2011/12/29

TPPはどうなった

日本がアメリカを含む9カ国で協議を進めている、TPP(環太平洋戦略的経済連携協定)に対して、事前協議への参加を表明して以降、国内ではあまり目立った動きが見られないが、どうしたことなのか。マスコミでは消費税の増税や、八ッ場ダムの建設再開についてばかり報道されているし、政治家の口からもあまり話が聞こえてこないようだ。もしかして、いつもの日本国民の十八番である、「喉もと過ぎれば熱さ忘れる」に期待して、鳴りを潜めているのであろうか。今後の日本にとっては、非常に重要な問題であるので、どういう形で交渉に臨んでいくのか、きちんと明らかにした上で協議を進めてもらいたいものである。

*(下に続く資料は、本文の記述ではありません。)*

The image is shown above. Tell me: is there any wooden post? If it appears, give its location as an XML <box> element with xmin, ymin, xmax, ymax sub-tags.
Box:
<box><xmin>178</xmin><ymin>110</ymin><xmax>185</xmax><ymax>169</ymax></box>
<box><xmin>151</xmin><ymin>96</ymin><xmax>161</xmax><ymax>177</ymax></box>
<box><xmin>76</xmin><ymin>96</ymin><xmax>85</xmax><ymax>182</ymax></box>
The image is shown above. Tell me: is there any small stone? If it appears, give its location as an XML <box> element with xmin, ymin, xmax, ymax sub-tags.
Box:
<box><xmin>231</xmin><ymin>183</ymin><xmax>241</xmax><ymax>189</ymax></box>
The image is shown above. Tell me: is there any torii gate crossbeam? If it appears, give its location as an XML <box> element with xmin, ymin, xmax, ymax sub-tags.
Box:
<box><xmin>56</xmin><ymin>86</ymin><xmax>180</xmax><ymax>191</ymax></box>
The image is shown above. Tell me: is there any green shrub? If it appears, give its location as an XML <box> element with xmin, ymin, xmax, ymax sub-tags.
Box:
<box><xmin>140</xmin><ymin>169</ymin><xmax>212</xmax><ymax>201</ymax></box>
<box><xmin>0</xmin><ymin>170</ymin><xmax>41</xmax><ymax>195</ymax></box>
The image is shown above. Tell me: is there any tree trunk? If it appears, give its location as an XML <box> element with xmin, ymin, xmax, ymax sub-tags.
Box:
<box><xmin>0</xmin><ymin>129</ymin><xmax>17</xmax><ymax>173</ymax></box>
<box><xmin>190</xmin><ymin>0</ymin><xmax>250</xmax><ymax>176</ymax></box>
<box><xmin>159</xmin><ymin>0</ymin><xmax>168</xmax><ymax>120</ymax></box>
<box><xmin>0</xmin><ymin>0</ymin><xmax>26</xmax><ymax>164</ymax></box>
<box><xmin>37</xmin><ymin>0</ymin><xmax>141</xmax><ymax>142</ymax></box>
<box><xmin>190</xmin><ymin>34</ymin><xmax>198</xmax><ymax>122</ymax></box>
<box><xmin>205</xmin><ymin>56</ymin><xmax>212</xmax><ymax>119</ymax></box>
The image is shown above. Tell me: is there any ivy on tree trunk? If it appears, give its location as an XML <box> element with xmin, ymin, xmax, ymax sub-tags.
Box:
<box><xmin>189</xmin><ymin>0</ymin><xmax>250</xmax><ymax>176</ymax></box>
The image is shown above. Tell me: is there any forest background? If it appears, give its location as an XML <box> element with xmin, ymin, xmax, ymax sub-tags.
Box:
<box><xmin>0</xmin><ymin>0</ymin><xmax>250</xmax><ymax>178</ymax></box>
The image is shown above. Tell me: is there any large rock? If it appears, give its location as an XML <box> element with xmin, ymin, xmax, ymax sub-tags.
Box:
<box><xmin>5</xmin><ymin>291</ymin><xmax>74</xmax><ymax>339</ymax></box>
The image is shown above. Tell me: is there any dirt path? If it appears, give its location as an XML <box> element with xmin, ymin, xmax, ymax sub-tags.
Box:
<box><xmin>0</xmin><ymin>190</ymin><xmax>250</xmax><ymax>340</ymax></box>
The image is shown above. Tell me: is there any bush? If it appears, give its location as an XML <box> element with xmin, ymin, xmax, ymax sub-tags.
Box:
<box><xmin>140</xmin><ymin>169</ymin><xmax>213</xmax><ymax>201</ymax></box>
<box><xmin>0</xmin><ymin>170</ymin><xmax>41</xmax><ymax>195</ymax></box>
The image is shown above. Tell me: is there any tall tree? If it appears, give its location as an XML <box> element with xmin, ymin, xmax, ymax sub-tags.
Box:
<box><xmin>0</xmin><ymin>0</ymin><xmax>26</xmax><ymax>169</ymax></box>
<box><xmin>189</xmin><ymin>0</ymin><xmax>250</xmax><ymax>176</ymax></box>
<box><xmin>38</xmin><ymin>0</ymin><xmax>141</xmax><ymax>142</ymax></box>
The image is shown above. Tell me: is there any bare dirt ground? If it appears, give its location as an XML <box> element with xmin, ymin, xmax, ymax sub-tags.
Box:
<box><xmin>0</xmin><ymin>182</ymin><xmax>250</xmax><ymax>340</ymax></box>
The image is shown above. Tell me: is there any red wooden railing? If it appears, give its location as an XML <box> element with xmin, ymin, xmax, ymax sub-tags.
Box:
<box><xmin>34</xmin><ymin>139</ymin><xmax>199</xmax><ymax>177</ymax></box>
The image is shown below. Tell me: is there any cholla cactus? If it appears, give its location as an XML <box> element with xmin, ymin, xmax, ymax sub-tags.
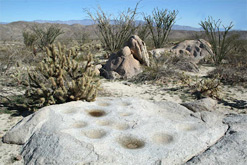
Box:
<box><xmin>23</xmin><ymin>44</ymin><xmax>100</xmax><ymax>109</ymax></box>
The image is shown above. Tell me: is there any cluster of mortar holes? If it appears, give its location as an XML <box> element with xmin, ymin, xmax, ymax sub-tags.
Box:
<box><xmin>119</xmin><ymin>112</ymin><xmax>132</xmax><ymax>117</ymax></box>
<box><xmin>72</xmin><ymin>121</ymin><xmax>87</xmax><ymax>128</ymax></box>
<box><xmin>64</xmin><ymin>109</ymin><xmax>77</xmax><ymax>114</ymax></box>
<box><xmin>118</xmin><ymin>136</ymin><xmax>145</xmax><ymax>149</ymax></box>
<box><xmin>88</xmin><ymin>109</ymin><xmax>106</xmax><ymax>117</ymax></box>
<box><xmin>120</xmin><ymin>102</ymin><xmax>130</xmax><ymax>107</ymax></box>
<box><xmin>96</xmin><ymin>120</ymin><xmax>112</xmax><ymax>126</ymax></box>
<box><xmin>178</xmin><ymin>123</ymin><xmax>198</xmax><ymax>131</ymax></box>
<box><xmin>113</xmin><ymin>123</ymin><xmax>129</xmax><ymax>130</ymax></box>
<box><xmin>83</xmin><ymin>129</ymin><xmax>106</xmax><ymax>139</ymax></box>
<box><xmin>98</xmin><ymin>102</ymin><xmax>110</xmax><ymax>107</ymax></box>
<box><xmin>152</xmin><ymin>133</ymin><xmax>174</xmax><ymax>144</ymax></box>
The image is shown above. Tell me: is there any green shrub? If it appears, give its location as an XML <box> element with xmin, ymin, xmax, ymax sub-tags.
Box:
<box><xmin>144</xmin><ymin>8</ymin><xmax>178</xmax><ymax>48</ymax></box>
<box><xmin>21</xmin><ymin>44</ymin><xmax>100</xmax><ymax>110</ymax></box>
<box><xmin>189</xmin><ymin>75</ymin><xmax>221</xmax><ymax>99</ymax></box>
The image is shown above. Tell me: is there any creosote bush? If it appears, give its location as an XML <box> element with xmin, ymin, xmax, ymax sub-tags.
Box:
<box><xmin>144</xmin><ymin>8</ymin><xmax>178</xmax><ymax>48</ymax></box>
<box><xmin>21</xmin><ymin>44</ymin><xmax>100</xmax><ymax>110</ymax></box>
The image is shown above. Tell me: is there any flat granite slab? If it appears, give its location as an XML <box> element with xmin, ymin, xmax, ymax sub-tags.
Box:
<box><xmin>3</xmin><ymin>97</ymin><xmax>228</xmax><ymax>165</ymax></box>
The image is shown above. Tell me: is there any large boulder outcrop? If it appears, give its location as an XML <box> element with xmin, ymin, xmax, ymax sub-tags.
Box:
<box><xmin>3</xmin><ymin>98</ymin><xmax>228</xmax><ymax>165</ymax></box>
<box><xmin>100</xmin><ymin>46</ymin><xmax>142</xmax><ymax>79</ymax></box>
<box><xmin>100</xmin><ymin>35</ymin><xmax>150</xmax><ymax>79</ymax></box>
<box><xmin>171</xmin><ymin>39</ymin><xmax>211</xmax><ymax>62</ymax></box>
<box><xmin>181</xmin><ymin>97</ymin><xmax>217</xmax><ymax>112</ymax></box>
<box><xmin>126</xmin><ymin>35</ymin><xmax>150</xmax><ymax>66</ymax></box>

経済産業研究所のコラムで、TPPへの参加について、参加しないという選択肢などあり得ない、という記事が掲載されていた。まったくその通りで、このまま参加しないでおいて、いったいどうやって日本は世界と共存していくのか、という事も考えないまま、反対を続けている人々の頭を疑う。日本の産業全体から見れば、わずかな規模でしかない農業を、これまで通りの手法で保護するためだけに、TPPへの参加を見送っても、なんらメリットはなく、逆に食糧自給率が40%以下になっている現状から、食料を輸入しなくてはならないことを考えれば、農作物を輸入する観点からも、参加を進めるべきであろう。

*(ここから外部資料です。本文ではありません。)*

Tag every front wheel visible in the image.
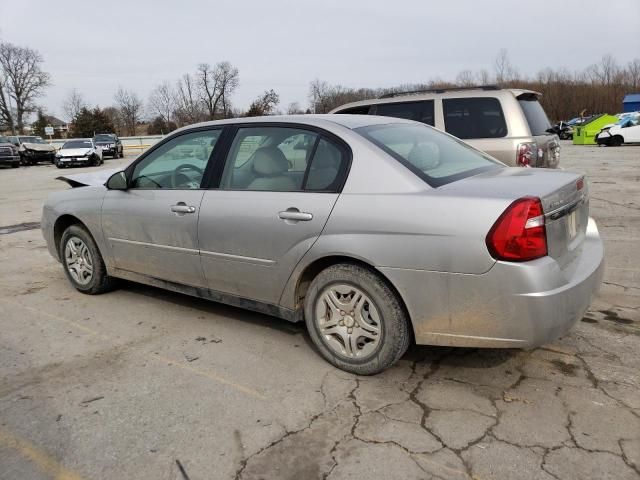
[58,225,114,295]
[609,135,624,147]
[304,263,411,375]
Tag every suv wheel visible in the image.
[304,264,411,375]
[59,225,114,295]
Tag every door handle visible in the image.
[171,202,196,214]
[278,208,313,222]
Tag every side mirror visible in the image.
[106,172,128,190]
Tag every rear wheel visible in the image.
[304,264,411,375]
[59,224,114,295]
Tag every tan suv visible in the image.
[329,85,560,168]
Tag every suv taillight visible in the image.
[516,143,538,167]
[486,197,547,262]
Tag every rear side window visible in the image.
[518,98,551,135]
[371,100,434,127]
[304,138,348,192]
[355,123,504,187]
[442,97,507,139]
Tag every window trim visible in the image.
[200,122,353,193]
[124,125,226,191]
[442,96,508,141]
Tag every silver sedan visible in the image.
[42,115,603,374]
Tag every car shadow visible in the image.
[122,280,521,370]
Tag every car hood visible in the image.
[56,168,123,188]
[22,143,56,152]
[58,148,93,157]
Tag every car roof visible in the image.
[330,88,542,113]
[171,114,414,132]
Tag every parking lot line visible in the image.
[0,298,267,400]
[0,428,82,480]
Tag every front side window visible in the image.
[355,123,504,187]
[374,100,434,127]
[442,97,507,139]
[130,129,221,190]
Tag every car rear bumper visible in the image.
[380,219,604,348]
[0,155,20,165]
[24,151,56,162]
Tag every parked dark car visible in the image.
[0,136,20,168]
[93,133,124,158]
[7,135,56,165]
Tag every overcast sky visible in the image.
[0,0,640,120]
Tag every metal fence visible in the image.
[51,135,164,153]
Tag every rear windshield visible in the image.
[442,97,507,139]
[518,98,551,136]
[373,100,434,127]
[355,123,504,187]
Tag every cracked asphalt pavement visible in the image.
[0,142,640,480]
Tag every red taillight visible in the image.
[487,197,547,262]
[516,143,536,167]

農業を守るのは補助金など関税以外でもいいのじゃないのか、という話をすると、反対派がすぐに持ち出してくるのは、アメリカのいい様にされてしまう恐れがあるという「アメリカ脅威論・陰謀論」であるが、このコラムでも指摘されている通り、どの国もメリットばかりではなく、デメリットも甘受することを前提に交渉に参加しているのだということを理解していない発言としか思えない。コラムでは、こう指摘している。

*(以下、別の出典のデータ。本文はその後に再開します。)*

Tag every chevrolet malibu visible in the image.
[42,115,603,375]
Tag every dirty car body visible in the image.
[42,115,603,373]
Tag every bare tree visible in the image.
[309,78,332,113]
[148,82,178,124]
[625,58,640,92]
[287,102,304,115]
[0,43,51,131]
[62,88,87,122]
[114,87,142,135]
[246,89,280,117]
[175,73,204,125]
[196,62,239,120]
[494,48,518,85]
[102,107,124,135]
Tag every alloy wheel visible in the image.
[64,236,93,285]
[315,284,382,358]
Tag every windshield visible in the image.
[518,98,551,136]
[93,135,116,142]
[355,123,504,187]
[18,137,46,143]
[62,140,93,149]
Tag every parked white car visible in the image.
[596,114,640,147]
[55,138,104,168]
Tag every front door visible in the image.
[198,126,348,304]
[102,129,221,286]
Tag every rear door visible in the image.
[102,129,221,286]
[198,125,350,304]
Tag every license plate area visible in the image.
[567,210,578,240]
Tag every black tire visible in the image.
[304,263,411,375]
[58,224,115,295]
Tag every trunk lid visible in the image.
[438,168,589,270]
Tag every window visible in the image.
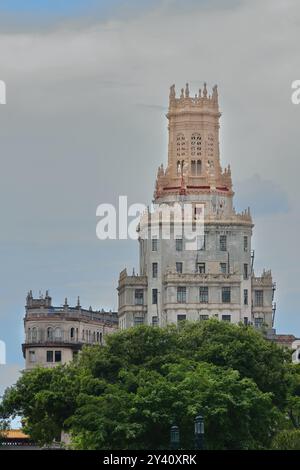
[55,328,62,341]
[134,289,144,305]
[31,327,37,343]
[134,315,144,326]
[152,289,158,305]
[254,290,264,307]
[47,351,53,362]
[191,134,201,157]
[28,351,36,362]
[199,286,208,304]
[207,134,214,157]
[220,235,227,251]
[176,134,187,157]
[191,160,202,176]
[254,317,264,328]
[54,351,61,362]
[176,238,183,251]
[177,314,186,323]
[152,263,158,278]
[197,263,205,274]
[222,315,231,322]
[176,262,183,274]
[197,234,206,251]
[199,315,209,321]
[152,238,158,251]
[47,326,53,341]
[222,287,231,304]
[177,287,186,304]
[220,263,227,274]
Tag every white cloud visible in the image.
[0,0,300,362]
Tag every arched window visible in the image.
[207,134,214,157]
[55,328,62,341]
[31,327,37,343]
[191,160,202,176]
[47,326,53,341]
[191,134,202,157]
[176,133,187,157]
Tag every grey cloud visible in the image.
[0,0,300,370]
[235,174,290,216]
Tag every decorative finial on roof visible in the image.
[185,83,190,98]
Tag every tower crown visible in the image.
[154,83,233,200]
[168,82,219,114]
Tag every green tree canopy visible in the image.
[1,320,300,449]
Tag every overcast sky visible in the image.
[0,0,300,394]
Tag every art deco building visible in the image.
[22,291,118,369]
[118,84,275,329]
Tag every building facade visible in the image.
[22,291,118,369]
[118,84,275,331]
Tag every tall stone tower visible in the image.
[118,83,274,329]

「ベトナムやマレーシアのような発展途上国でさえ、工業製品の高関税の撤廃、国営企業やマレー系優遇策の見直しという大きな犠牲を払ってまで、TPP交渉に参加し、アメリカと堂々と交渉している。わずかな問題を懸念して、アメリカが怖いから交渉しないというアジアのリーダーを自任している国を、彼らはどのような目で見るだろうか。」

まったくその通り。これでは、アジア諸国が中国に傾倒していくのも無理はない話だ。まさしく、情けないとしか言いようがないだろう。早々に、強いリーダーシップを発揮できる政府・総理の下、交渉を進めて欲しいものだ。